Eu não sei onde eu vou
assim
sozinha
escalando o céu.
sábado, 23 de junho de 2012
sábado, 17 de dezembro de 2011
Um castelo invisível
Em algum tempo eu te falaria, mas não hoje. Me sinto uma idiota agora que meu passado parece não servir para nada, enquanto o seu é uma ponte pronta para fugir da tristeza. Agora é como se nada do que eu tivesse vivido fosse mesmo me ajudar a encontrar as melhores saídas, enquanto tudo o que você viveu continua vivendo. Em algum tempo eu até te falaria, mas não hoje, onde nada daquilo que é construído pela minha cabeça é real. É como se eu tivesse te construído um belo castelo, mas um castelo invisível, onde você só vive por lá nos meus pensamentos. Mas a pior sensação é essa que tenho de que te vi na vitrine e não pude pagar. E passo todos os dias para te ver atrás do vidro, sem poder te levar embora. Como eu queria poder te levar embora!
terça-feira, 13 de dezembro de 2011
Eu quero alguém para me fazer largar os cigarros
As chaves esquecidas na porta mexiam com o vento, e as risadas se ouviam baixinho, deslizando feito sussuros, pelo corredor. As cortinas não conseguiam esconder toda a luz, e mostrando o caminho, sapatos largados e cadarços desamarrados na soleira da porta.
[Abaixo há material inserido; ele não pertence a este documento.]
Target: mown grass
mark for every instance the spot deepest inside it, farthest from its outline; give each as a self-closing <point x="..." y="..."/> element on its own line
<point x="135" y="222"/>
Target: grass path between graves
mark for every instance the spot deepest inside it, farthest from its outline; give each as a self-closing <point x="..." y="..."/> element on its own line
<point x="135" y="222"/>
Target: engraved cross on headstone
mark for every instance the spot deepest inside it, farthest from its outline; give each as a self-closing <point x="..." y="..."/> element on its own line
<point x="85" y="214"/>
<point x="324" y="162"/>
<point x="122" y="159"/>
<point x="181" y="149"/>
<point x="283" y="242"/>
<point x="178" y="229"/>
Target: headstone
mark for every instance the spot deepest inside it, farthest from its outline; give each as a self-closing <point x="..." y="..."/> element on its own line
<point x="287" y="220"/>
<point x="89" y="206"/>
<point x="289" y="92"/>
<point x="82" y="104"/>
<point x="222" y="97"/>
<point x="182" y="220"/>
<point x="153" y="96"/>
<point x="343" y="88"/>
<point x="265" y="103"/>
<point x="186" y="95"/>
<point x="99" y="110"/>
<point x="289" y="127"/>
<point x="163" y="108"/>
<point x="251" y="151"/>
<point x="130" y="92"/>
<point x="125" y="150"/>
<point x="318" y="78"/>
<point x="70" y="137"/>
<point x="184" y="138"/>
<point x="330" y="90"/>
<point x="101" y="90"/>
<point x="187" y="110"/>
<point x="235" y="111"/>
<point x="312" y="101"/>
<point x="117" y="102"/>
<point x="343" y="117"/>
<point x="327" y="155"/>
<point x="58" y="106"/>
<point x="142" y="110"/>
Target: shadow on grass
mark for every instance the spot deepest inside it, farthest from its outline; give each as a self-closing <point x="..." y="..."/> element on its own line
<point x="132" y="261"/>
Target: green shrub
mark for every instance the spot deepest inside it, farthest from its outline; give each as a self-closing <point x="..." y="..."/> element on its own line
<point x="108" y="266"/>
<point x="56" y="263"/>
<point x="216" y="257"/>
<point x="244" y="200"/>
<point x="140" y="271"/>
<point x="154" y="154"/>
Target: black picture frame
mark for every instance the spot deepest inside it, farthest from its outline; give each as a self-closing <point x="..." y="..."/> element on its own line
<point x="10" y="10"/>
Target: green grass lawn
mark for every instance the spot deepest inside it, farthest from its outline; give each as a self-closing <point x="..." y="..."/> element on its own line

Pés descalços dançavam na cama, quando a felicidade batia no teto.
A gola da jaqueta levantada e alguns botões da camisa por abotoar, foi como saiu de lá, arriscando um caminho de volta para casa enquanto atravessava as ruas com pressa. O fogo do isqueiro não conseguia iluminar a noite fria, mas o cigarro esquentava a garganta que engolia a seco, amarga. E as estrelas apagadas daquela noite não contariam história melhor, de como você me achou e assim eu te perdi, quando no meu quarto a saudade batia no teto.
segunda-feira, 19 de setembro de 2011
Antigo, muito antigo
Fugiram no meio da festa para fumar um cigarro. O tempo estranho convidou a chuva, e assim os dois dividiram o mesmo degrau molhado. O garoto falava dos sapatos parecidos, enquanto a menina fingia ouvir com o olhar preso ao chão. Ela o adorava pelo avesso, e ele era único, feito uma exceção. Aquela noite que antecipava a primeira viagem era nova; chovia para eles. Chovia para molhar os cabelos, as roupas e os beijos. Quando os pés da menina desistiram de andar, os namorados deitaram na calçada. Ele tinha mania cuidar do sono dela dizendo palavras mornas e confissões confusas que o álcool evaporava. Culparam o ciúme. O ciúme os expulsou da festa e os levou para casa. Mas a importância se perdeu no tanto faz, já que o final de semana os apaixonaria novamente. E assim aconteceu, outra vez.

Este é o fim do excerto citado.